Skyscanner to subsidise staff travel to China

Skyscanner to subsidise staff travel to China

Skyscanner staff are being offered subsidised travel to China to come up with ideas on how the online travel search specialist can grow its presence in the country.

Co-founder and chief executive Gareth Williams said the initiative has been well received and he hopes several people will take it up over 2018.

The Edinburgh-based company was founded in 2001 by three friends who were frustrated at by the difficulty in finding the cheapest flights to go skiing.

It was acquired by Ctrip, the Chinese travel company, for $1.7 billion in 2016 and employs more than 900 people in the UK, Europe, the US and Asia.

The apps and website are used by more than 60 million people a month searching for flights, airport transfers and hotels.

Williams said one attraction of the Ctrip deal was that it allowed Skyscanner to stay autonomous but have access to greater resources to grow.

“I think staff would say the acquisition has helped us move faster as a business and has helped them do similarly in their role, whether that’s through resource, talent or knowledge sharing,” he told The Times. “It’s also proved an opportunity for learning and greater understanding of the unique Chinese travel market.

“We’re encouraging our staff to visit China in 2018, subsidised by Skyscanner, and come back with ideas for our product.
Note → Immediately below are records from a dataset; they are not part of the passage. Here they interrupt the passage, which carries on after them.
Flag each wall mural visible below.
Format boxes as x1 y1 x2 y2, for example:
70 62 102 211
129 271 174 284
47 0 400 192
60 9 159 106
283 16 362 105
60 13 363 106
This had a great reception.”

The amount of subsidy will be arranged with staff keen on taking a trip.

Skyscanner has had a presence in China since 2012 when it opened an office in Beijing and had a partnership with Baidu, the search engine. In 2014 it acquired Youbibi, a travel search engine firm based in Shenzhen.

Williams believes there is potential in China as the country’s expanding middle class becomes more interested in and able to afford overseas travel.

The company does not reveal its user numbers for countries but said that China grew 67% in 2015, the last year for which it provided a breakdown.

“The challenge of making something complex like travel search simple is a problem yet to be solved,” he said. “For me, there’s great motivation in that. Skyscanner’s journey has a very long way to go yet.”